Torch.unique not returning expecting values

I have a tensor of size (2,3), after running it through torch.unique, I get a tensor size of (2,3) for the unique but only get a tensor size of (1,3) for the counts when dim=1. I was expecting that I get (2,3)

Test code:

x = torch.tensor([[2, 2, 1], [0, 1, 2]])
u, c = torch.unique(x, dim=1, return_counts=True)

Is there a problem with the implementation or have I misunderstood the documentation.

The returned counts tensor c should have the shape [3] (not [1, 3]), which is also what I get.
This is the expected shape, since the counts tensor will have the shape output.size(dim), if dim was specified. From the docs:

  • counts (Tensor): (optional) if return_counts is True, there will be an additional returned tensor (same shape as output or output.size(dim), if dim was specified) representing the number of ocurrences for each unique value or tensor.

Note, that you will get the unique “columns” in your example.
This code snippet might give you a better idea, as it contains duplicated columns:

x = torch.tensor([[2, 2, 1], [0, 0, 2]])
u, c = torch.unique(x, dim=1, return_counts=True)
> tensor([[1, 2],
          [2, 0]])
> tensor([1, 2])

Here you can see, that two unique columns were found, where [[2], [0]] is duplicated and thus has a count of 2.

For the following code:

votes = tensor([[2, 2, 1],
                [1, 1, 2]])

uni, count = th.unique(votes, dim=1, return_counts=True)

### output
uni = tensor([[1, 2],
              [2, 1]])
count = tensor([1, 2])

When I run it, count returns a shape of (2) instead of (2, 2) unlike uni. I understand your explanation above but how can one get the count for each row instead?

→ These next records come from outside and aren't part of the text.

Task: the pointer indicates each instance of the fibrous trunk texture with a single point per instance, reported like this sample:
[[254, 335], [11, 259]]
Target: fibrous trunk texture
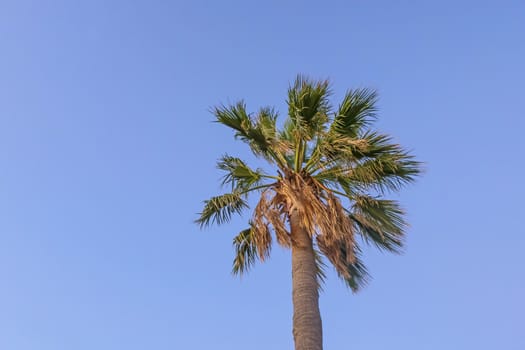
[[307, 327]]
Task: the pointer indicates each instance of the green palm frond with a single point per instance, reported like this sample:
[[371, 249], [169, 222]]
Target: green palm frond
[[358, 110], [235, 117], [221, 208], [379, 221], [386, 172], [245, 252], [238, 174], [308, 106], [259, 132]]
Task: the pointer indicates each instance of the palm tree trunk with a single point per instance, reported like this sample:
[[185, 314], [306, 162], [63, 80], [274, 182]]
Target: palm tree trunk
[[307, 327]]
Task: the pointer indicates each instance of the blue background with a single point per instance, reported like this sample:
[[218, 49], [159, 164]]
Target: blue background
[[107, 149]]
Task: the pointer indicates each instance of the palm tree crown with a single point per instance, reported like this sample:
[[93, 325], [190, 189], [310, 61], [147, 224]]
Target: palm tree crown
[[332, 172]]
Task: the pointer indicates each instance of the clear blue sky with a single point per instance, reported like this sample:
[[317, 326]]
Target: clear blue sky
[[107, 150]]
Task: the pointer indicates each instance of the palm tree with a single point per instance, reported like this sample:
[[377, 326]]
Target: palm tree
[[325, 197]]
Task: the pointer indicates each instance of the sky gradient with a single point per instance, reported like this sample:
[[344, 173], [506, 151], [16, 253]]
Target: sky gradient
[[107, 150]]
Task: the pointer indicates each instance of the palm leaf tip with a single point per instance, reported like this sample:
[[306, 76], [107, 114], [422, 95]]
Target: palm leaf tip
[[221, 208], [245, 252]]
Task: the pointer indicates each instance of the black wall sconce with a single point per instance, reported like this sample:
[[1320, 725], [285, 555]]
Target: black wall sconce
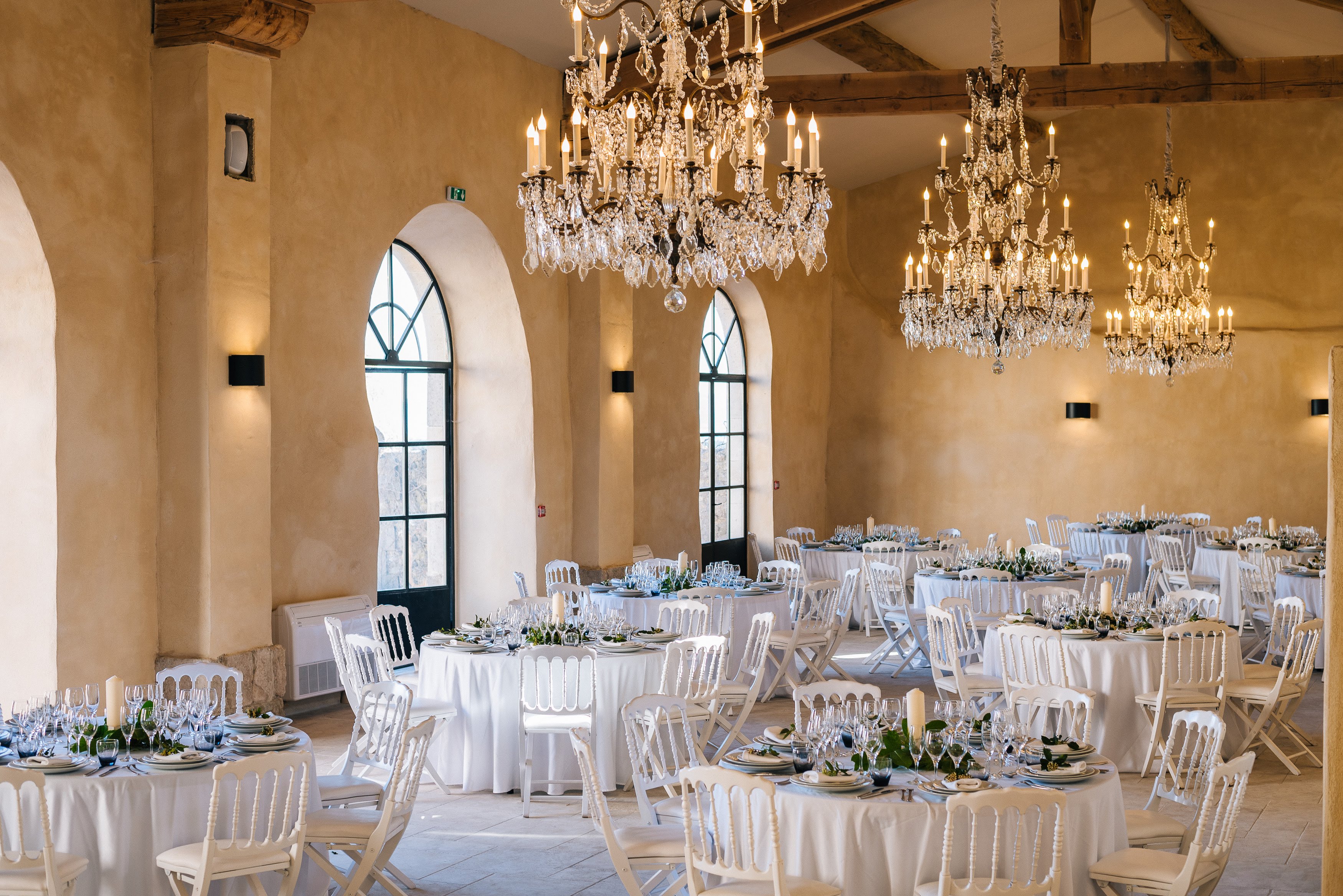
[[246, 370], [1077, 410]]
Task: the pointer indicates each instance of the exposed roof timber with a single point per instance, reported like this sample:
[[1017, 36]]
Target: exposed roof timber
[[875, 51], [1075, 31], [1193, 35], [1099, 86]]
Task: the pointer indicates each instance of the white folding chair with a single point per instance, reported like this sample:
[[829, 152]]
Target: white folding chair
[[1259, 702], [1193, 665], [201, 675], [1205, 850], [370, 836], [25, 870], [556, 692], [375, 738], [1192, 751], [264, 832], [1016, 844], [720, 836], [640, 848], [660, 738], [393, 626]]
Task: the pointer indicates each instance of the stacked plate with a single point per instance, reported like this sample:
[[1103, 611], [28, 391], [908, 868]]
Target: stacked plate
[[53, 765]]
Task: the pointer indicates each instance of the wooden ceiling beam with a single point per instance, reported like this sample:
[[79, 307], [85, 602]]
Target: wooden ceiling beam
[[1198, 42], [1098, 86]]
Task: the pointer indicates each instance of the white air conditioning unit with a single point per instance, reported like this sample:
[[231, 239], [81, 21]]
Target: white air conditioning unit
[[301, 629]]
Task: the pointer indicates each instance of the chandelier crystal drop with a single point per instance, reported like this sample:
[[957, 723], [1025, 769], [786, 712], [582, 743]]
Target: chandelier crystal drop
[[647, 199], [1169, 300], [1004, 292]]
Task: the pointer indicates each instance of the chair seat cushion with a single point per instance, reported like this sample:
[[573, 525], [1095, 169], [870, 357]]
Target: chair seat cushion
[[1141, 867], [34, 880], [338, 789], [653, 842], [547, 723], [339, 825], [186, 859], [797, 887], [1146, 827]]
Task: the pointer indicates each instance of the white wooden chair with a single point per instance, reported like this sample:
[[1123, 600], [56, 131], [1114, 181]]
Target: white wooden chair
[[1259, 702], [393, 626], [1084, 545], [556, 693], [900, 620], [687, 618], [949, 674], [202, 675], [370, 836], [660, 738], [720, 837], [1192, 751], [25, 870], [1193, 665], [562, 572], [374, 743], [1205, 848], [813, 616], [633, 850], [264, 831], [1016, 844]]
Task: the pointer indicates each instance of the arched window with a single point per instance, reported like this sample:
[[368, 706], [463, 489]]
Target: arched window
[[723, 436], [409, 372]]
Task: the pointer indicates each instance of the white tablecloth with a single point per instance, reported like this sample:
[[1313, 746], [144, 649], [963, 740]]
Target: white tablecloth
[[642, 613], [1310, 589], [121, 824], [883, 847], [480, 749], [1134, 546], [1119, 671]]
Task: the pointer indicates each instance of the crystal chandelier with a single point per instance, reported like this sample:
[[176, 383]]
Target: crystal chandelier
[[647, 199], [1169, 301], [1002, 292]]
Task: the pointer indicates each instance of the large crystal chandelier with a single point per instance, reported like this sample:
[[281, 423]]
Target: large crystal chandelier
[[1004, 292], [647, 198]]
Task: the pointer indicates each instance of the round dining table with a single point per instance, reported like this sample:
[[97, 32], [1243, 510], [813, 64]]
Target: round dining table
[[480, 749], [123, 821], [886, 847], [1118, 671]]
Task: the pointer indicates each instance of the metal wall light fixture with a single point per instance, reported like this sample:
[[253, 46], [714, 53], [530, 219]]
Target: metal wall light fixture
[[246, 370]]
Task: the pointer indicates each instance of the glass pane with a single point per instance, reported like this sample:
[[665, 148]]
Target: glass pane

To get the count for each row, you would have to use dim=0 in the torch.unique call.
However, neither dim=0 would return a count in the shape [2, 2], as you are then only counting unique rows.

Makes sense

How can one get the count for each unique element in each row of the votes tensor? Resulting in a 2d array e.i. running unique on each row with count

This wouldn’t necessary result in a 2-dimensional tensor, since each row might contain a different number of unique elements and I think you would need to iterate the rows:

x = torch.tensor([[0, 0, 0],
                  [1, 1, 2]])

for x_ in x.split(1, 0):
    print(torch.unique(x_, return_counts=True))

> (tensor([0]), tensor([3]))
  (tensor([1, 2]), tensor([2, 1]))

Thanks. I think I will do that.

I was trying to avoid doing it since it is running in the gpu but I guess it is fine.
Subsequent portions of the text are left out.